According to a report by the Betting and Licencing Control Board (BCLB), the number of licensed sports betting firms for the year ending June 2022, had increased to 100, which is 24 more companies than the previous year. Given the circumstances with the government’s attitude towards gambling, this 31.5% growth is remarkable.
This growth projector shows just how attractive the sports betting and gambling industry continues to be – for locals and investors.
Government’s 2021 Slam-Down
In 2021 the Kenyan government rolled out an increased rate in terms of excise duty when it escalated the rate to 7.5%. This means the government collects Sh7.50 for every Sh100 spent by a gambler, irrespective of whether it’s a winning bet or not.
That, however, is not where it ends. The government also collects 20% on all winnings. Plus, it charges levies and taxes to betting operators.
This effort to turn gambling and betting into an unattractive affair has however largely failed. Investors in the industry are clearly undeterred when considering the ongoing growth.
Undoubtedly significant for future projections, the 24 firms that newly entered the market over the course of the past year are all owned by local business people. This stat was confirmed by BCLB chief executive, Peter Mbugi.
Local operating companies owned by Kenyans include Mofabet (Johannes Swift), Zukabet (Muvana Limited), Hollywood Bets, Safe Bet, and Unibet. Online betting firms increased drastically in number too. This ultimately led to a combined revenue income of Sh204 billion in 2018 alone.
The enormous success of the industry created concern about the social impact of betting. This led to new and increased gambling regulations including, perhaps most notably, tighter restrictions on marketing and advertising.
Betting has become an activity that is especially popular among the youth. They seem to view gambling and betting as a fun pastime and a way to make a quick buck.
According to the government, as high as 54% of Kenyan betting enthusiasts earn a low-bracket income.
A Clear Craze for Betting
Underlining the betting craze is the fact that Kenyans reportedly spent Sh83.2 billion on bets during the six months leading up to September last year. This figure applies to those bets placed via Safaricom’s M-Pesa platform alone.
According to Safaricom’s report, the monetary value of the bets wagered is increasing at an average of 69% annually.
Even though the Kenya Revenue Authority (KSA) collects 7.5% of the value of bets placed, and over and above the 20% of winnings and corporate taxes, the industry has only continued to experience ongoing growth.
With M-Pesa’s payments, it’s clear to see that betting on sports is now the second-largest line of revenue. It trails consumer-to-business, which saw Sh5.1 billion generated in sales during the six months leading up to September.
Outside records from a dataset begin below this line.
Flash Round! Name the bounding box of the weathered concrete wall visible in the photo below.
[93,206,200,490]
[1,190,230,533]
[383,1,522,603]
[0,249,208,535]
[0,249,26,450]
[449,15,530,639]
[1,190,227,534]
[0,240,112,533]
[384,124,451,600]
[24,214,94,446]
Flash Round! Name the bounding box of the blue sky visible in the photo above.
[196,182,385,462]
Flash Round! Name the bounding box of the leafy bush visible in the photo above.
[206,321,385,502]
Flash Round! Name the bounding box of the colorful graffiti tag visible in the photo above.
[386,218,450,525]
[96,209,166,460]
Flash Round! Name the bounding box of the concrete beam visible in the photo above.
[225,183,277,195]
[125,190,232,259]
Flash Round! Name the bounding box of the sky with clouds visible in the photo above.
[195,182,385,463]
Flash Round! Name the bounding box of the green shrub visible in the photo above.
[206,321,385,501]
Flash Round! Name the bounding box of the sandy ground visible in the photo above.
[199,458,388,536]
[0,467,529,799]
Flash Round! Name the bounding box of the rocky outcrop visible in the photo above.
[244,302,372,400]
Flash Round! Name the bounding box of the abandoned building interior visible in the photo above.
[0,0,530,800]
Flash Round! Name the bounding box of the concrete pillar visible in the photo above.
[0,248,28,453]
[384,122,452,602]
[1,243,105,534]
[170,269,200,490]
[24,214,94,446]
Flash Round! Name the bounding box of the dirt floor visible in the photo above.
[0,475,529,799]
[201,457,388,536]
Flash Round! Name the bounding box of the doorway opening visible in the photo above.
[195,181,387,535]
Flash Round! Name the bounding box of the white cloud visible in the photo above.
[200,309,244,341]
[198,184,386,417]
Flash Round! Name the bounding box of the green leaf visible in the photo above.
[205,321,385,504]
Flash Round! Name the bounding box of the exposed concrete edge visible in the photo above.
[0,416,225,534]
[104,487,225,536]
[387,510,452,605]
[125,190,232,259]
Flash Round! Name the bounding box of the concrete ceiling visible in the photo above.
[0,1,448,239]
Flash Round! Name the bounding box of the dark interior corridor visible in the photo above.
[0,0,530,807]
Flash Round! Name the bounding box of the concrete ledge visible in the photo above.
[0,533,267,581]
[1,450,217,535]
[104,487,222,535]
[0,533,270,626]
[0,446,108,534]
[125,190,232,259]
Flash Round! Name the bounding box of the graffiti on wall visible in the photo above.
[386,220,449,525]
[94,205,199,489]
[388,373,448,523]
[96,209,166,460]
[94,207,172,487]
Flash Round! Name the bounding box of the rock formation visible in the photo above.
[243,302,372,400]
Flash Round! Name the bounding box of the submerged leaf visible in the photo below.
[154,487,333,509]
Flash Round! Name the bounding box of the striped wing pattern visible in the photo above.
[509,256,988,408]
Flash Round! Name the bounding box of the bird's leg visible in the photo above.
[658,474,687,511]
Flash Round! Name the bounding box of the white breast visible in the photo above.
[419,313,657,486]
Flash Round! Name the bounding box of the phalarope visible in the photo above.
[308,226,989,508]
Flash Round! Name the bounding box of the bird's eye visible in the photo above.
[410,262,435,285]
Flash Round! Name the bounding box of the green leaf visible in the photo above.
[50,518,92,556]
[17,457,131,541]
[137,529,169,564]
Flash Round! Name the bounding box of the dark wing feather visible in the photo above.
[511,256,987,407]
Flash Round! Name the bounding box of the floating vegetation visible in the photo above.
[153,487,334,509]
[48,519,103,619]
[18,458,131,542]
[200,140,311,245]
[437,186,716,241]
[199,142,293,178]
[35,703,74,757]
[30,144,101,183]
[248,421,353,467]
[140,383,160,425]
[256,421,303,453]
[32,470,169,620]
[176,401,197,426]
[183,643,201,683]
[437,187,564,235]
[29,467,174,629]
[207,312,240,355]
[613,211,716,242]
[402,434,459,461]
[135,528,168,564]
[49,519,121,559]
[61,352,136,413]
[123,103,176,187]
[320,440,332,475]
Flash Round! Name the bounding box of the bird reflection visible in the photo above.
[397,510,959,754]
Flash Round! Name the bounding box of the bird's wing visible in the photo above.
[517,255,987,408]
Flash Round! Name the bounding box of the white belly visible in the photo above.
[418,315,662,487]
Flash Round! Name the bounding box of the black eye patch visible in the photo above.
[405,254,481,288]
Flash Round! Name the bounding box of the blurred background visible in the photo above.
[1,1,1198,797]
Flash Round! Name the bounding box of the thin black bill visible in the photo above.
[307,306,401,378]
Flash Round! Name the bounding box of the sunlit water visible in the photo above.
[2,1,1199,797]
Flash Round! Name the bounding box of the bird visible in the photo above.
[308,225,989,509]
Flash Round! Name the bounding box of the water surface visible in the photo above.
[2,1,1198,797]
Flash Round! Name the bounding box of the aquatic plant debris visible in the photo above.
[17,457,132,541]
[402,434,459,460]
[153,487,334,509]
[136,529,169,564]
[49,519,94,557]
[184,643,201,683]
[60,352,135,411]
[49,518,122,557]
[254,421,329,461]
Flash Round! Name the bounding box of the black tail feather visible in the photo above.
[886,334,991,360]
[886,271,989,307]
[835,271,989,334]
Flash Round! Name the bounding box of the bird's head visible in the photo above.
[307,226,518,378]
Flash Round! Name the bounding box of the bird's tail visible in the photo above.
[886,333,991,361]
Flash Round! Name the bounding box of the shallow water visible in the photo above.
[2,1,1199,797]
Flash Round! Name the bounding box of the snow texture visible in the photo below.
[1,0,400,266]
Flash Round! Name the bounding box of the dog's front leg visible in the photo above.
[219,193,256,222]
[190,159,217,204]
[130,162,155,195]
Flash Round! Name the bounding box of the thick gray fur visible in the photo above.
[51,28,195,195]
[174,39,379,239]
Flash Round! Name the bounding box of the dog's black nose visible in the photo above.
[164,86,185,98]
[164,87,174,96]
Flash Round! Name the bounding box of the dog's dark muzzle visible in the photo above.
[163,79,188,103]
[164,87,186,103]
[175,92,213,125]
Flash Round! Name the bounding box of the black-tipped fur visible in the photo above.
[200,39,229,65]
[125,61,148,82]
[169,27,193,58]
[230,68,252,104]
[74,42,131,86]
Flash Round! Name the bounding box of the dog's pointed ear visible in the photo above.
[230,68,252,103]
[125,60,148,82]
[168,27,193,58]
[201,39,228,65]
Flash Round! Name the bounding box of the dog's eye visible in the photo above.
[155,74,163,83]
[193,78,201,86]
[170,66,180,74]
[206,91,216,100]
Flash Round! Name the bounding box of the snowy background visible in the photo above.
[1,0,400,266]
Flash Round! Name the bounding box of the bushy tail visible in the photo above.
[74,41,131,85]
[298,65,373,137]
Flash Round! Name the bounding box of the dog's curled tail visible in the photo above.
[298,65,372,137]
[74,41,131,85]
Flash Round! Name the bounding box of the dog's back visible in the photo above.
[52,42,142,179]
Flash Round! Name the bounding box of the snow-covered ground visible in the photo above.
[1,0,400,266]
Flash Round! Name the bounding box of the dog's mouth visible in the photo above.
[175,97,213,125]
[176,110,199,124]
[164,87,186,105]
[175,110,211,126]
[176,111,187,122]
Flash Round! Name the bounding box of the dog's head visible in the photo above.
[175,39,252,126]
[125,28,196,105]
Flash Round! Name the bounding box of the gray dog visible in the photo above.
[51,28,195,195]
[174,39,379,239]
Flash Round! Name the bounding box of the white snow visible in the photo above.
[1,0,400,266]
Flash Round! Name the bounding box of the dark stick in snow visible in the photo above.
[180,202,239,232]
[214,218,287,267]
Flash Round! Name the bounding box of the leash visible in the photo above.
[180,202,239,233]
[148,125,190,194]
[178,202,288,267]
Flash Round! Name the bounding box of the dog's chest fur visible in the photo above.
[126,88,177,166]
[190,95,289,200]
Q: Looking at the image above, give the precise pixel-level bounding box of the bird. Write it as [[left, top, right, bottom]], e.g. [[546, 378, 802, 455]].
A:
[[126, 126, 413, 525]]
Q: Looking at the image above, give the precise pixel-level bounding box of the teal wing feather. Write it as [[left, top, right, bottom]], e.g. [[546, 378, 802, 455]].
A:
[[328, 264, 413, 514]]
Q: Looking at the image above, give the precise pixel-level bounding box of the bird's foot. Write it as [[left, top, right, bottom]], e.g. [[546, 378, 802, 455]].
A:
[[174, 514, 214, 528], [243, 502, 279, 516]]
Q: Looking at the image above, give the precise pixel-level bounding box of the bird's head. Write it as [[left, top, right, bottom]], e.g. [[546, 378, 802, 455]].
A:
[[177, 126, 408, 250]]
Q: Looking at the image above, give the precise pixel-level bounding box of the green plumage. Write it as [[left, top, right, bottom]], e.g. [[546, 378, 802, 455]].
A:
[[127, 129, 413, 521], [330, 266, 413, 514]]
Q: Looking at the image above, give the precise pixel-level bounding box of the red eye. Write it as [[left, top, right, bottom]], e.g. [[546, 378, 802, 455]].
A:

What’s interesting to note about this is that Safaricom charges some of the highest fees in the country when compared with other M-Pesa brands.
A recent court case involving the KRA and Pevans East Africa highlighted how lucrative a business gambling and betting is. Pevans East Africa pioneered betting in Kenya via their SportPesa brand.
According to court documents, Pevans accepted Sh149.7 billion in 2018. This makes it the second-largest betting firm trading in the country after Safaricom.